The logic behind the arrangement is straightforward: by outsourcing the mortgage function to banks, the NHT retains more of its own liquidity to fund the massive construction programme at the heart of the government’s housing agenda. Prime Minister Dr Andrew Holness confirmed during the budget debate that the Trust currently has more than 40,000 housing solutions at varying stages of development, with approximately 10,700 units actively under construction and a further 10,675 new starts planned for the 2026-27 financial year alone. Running both a mortgage book and a construction pipeline of that scale simultaneously would stretch the Trust’s balance sheet significantly.
The argument for outsourcing
Economist Keenan Falconer described the EFMP as optimal for all three parties involved, the NHT, the borrowers, and the financial institutions. His reasoning is that the programme effectively decouples mortgage financing from construction financing, allowing each to be handled by the party best positioned to manage it. Commercial banks are structured to underwrite, administer, and service individual mortgages. The NHT, by contrast, is structured to move capital at scale into construction projects. Keeping those functions separate reduces the administrative complexity that would otherwise accumulate inside the Trust, and it is not unlike arrangements used in other jurisdictions where state housing agencies have outsourced portions of their mortgage books to private lenders.

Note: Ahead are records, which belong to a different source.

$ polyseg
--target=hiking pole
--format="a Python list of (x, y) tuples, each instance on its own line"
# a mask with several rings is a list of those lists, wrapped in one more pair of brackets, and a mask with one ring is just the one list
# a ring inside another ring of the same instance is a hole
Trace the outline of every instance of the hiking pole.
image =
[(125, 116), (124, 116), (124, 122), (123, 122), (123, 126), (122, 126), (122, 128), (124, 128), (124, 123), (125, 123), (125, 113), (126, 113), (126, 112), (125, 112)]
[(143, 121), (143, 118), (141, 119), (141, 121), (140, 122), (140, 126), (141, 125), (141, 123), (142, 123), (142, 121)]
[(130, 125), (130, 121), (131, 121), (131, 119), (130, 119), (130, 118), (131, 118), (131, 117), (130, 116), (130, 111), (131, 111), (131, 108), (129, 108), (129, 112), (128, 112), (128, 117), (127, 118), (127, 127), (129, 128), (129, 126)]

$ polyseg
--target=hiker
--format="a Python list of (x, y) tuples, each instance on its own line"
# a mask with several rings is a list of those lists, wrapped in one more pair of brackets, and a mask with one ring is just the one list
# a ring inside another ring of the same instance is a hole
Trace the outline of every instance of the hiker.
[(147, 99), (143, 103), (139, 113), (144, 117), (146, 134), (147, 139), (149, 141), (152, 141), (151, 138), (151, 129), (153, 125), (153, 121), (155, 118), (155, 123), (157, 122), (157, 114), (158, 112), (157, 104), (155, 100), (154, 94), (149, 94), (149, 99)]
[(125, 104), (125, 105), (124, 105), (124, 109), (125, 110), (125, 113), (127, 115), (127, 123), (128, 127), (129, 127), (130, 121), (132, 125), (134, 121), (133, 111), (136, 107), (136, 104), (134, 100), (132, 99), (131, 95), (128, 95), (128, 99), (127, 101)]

The NHT’s own position is that the model enables it to leverage private sector liquidity, expand housing delivery, and maintain the affordability of NHT mortgage benefits for contributors. It argues that paying interest subsidies to banks is a lower long-term cost than diverting its own capital away from construction, and that the housing units being built represent tangible, lasting value for contributors and the country that a mortgage subsidy alone cannot replicate.
The concern the NHT has not fully answered
The more challenging question is one the NHT did not directly address when asked: what happens to the cost of this arrangement if interest rates remain elevated for longer than anticipated? The EFMP ties the Trust to market interest rate volatility in a way the previous in-house Joint Finance Mortgage Programme did not. When rates rise, the gap the NHT is subsidising widens. When that gap widens across a programme that has disbursed $33.73 billion and is growing, the annual subsidy bill can escalate materially.
The NHT also did not provide a breakdown of the $1.1 billion already paid to financial institutions, nor did it respond to questions about whether a formal study had compared the long-term administrative cost of the EFMP against running the Joint Finance Mortgage Programme in-house. Those gaps are not necessarily evidence of a problem, but they are the kinds of transparency questions that a programme of this scale and cost should be able to answer.
What this means for NHT contributors
For the majority of NHT contributors seeking housing assistance, the EFMP is most relevant if they fall into the upper income bands where the Trust’s direct loan limits are insufficient to cover the full purchase price of a property on the open market. In those cases, the EFMP bridges the gap between the NHT’s contribution and the total financing required, with a commercial bank administering the balance at a subsidised rate.
For lower-income contributors seeking housing within the Trust’s own developments, the EFMP has less direct bearing. Their path to homeownership runs through the construction pipeline rather than the mortgage market, and it is precisely to protect the construction budget that the NHT argues the outsourcing arrangement is justified.
The broader question sitting underneath this arrangement is one that runs through Jamaica’s entire housing policy debate. The NHT was created to serve contributors. Its mandate, as stated in its own Act, is to provide access to housing finance, not to build homes directly. But the Trust has taken on an increasingly active construction role because the private market has not filled the gap. Balancing those two functions, financing and building, simultaneously while managing a post-hurricane relief programme, paying interest subsidies to commercial banks, and facing pressure to divert funds to the national budget, is a structural challenge that no clever programme design fully resolves.
Dean Jones, founder of Jamaica Homes, noted that the EFMP debate reflects a deeper tension in Jamaican housing policy between the need to build at scale and the need to keep affordable financing accessible. Both are legitimate priorities. The question is whether the current balance between them is sustainable if the interest rate environment does not improve.